This healthy pasta dish is brimming with spring vegetables. Use fresh peas if you can get them.
Each serving provides 440kcal, 17g protein, 41g carbohydrate (of which 3g sugars), 21g fat (of which 8g saturates), 8g fibre and 0.1g salt.
- 50g/2oz unsalted butter
- 1 garlic clove, crushed
- 200g/7oz asparagus, blanched, cut into bite-sized pieces
- 150g/5oz fresh peas, podded
- 100g/3½oz frozen soya beans, defrosted
- 100g/3½oz baby spinach
- 450g/1lb cooked tagliatelle (a few tablespoons of cooking water reserved)
- 1 lemon, juice and zest
- large handful fresh spring herbs, including mint, basil, dill and parsley, chopped
- salt and freshly ground black pepper
Heat the butter in a pan, add the garlic and fry for one minute.

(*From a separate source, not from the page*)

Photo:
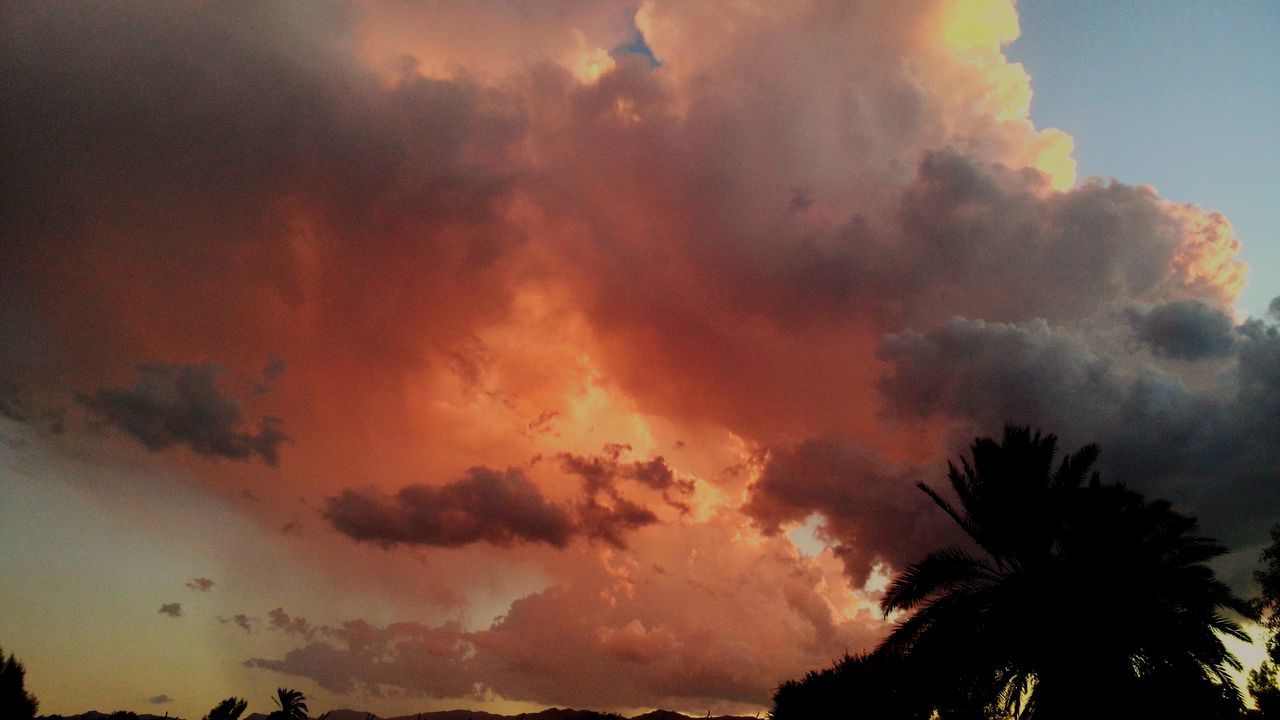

Add the asparagus, peas, soya beans and spinach and stir fry for 1-2 minutes, until the spinach has wilted slightly.
Add the pasta and a little of the cooking water to the pan and stir to combine.
Stir in the lemon juice and zest and the herbs and season, to taste, with salt and freshly ground black pepper.
To serve, divide the pasta among four bowls, sprinkle over the hazelnuts and parmesan shavings and drizzle with olive oil.